As previously reported in the Cambridge Independent, Dr Nicolas Sireau, from Cambridge, is the father of two boys born with the rare disease alkaptonuria, an ultra-rare genetic condition that causes bones to turn black and their surface to corrode. At the time of his sons’ diagnoses, there was no treatment available, leading Nicolas to quit his job to help grow the AKU Society, a charity that now supports patients around the globe. After being contacted by other patients and parents wanting to repeat this work in relation to their own rare conditions, Nicolas realised the need for creating an organisation that could help share advice and knowledge across patient groups.
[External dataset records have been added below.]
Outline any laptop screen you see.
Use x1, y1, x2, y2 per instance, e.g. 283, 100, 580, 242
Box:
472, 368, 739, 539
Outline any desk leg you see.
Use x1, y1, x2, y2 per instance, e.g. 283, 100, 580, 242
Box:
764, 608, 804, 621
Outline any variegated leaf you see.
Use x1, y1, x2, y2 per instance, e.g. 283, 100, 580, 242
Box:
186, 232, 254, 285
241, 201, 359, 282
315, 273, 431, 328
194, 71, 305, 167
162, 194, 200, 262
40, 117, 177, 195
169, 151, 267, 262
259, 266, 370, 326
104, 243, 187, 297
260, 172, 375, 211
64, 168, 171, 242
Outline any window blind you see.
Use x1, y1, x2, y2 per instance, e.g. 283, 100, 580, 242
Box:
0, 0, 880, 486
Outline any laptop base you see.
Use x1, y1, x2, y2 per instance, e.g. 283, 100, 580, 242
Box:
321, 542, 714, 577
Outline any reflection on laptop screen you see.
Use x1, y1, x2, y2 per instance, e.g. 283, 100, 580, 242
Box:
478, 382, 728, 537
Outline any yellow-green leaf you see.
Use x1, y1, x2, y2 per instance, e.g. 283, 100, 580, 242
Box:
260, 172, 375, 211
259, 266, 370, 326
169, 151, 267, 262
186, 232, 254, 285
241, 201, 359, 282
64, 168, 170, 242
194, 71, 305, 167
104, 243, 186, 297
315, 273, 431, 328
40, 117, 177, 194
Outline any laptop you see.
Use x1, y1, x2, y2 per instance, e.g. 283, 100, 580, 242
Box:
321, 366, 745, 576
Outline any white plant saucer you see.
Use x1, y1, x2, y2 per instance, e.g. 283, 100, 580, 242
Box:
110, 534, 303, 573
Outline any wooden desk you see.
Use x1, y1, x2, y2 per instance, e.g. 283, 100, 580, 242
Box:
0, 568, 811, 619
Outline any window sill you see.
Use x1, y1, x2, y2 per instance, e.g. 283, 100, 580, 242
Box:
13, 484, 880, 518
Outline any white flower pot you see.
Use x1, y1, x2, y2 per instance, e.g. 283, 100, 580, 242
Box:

Connecting with Dr Anthony Hall, who lives in Guildford and is an expert in orphan drug development who was interested in establishing an organisation to work on sustainable models for not-for-profit drug development for rare diseases, the two set up Findacure together in 2012. The charity aims to transform the world’s understanding of rare diseases, of which over 7,000 have been identified, and the impact which they have on people’s lives. Anthony and Nicolas have published and contributed to a range of books, scientific articles and impact reports, and throughout the pandemic they have delivered a number of virtual seminars and workshops, including a Drug repurposing for rare diseases conference.
Daniel Zeichner, MP for Cambridge, said: “I am truly delighted for Dr Sireau and Dr Hall, both of whom are worthy recipients of this award. By setting up Findacure, they are transforming our understanding of the challenges facing patients with rare conditions and helping build a strong, united rare disease community to drive research and develop and enhance treatments.”
Dr Nick Sireau said: “I'm overjoyed to be receiving this Point of Light award from the Prime Minister. It will help Findacure raise awareness of the challenges facing patients with rare diseases in the UK and abroad and help us work with them to overcome this.”
Dr Anthony Hall said: “I am delighted that Nick and I are receiving this Points of Light award from the Prime Minister. Of course, the real heroes of Findacure are the dedicated staff who work energetically every day to help build a stronger rare diseases community and to assist patient organisations in supporting their patients and families.”
Nicolas and Anthony are the 1,733rd and 1,734th people to receive the Prime Minister’s UK daily Points of Light award, which was first launched in April 2014 to recognise outstanding individuals making a difference where they live. Each day, someone, somewhere in the country is selected to receive the award to celebrate their remarkable achievements, including hundreds of volunteers who have been recognised for how they have served their communities through the coronavirus pandemic.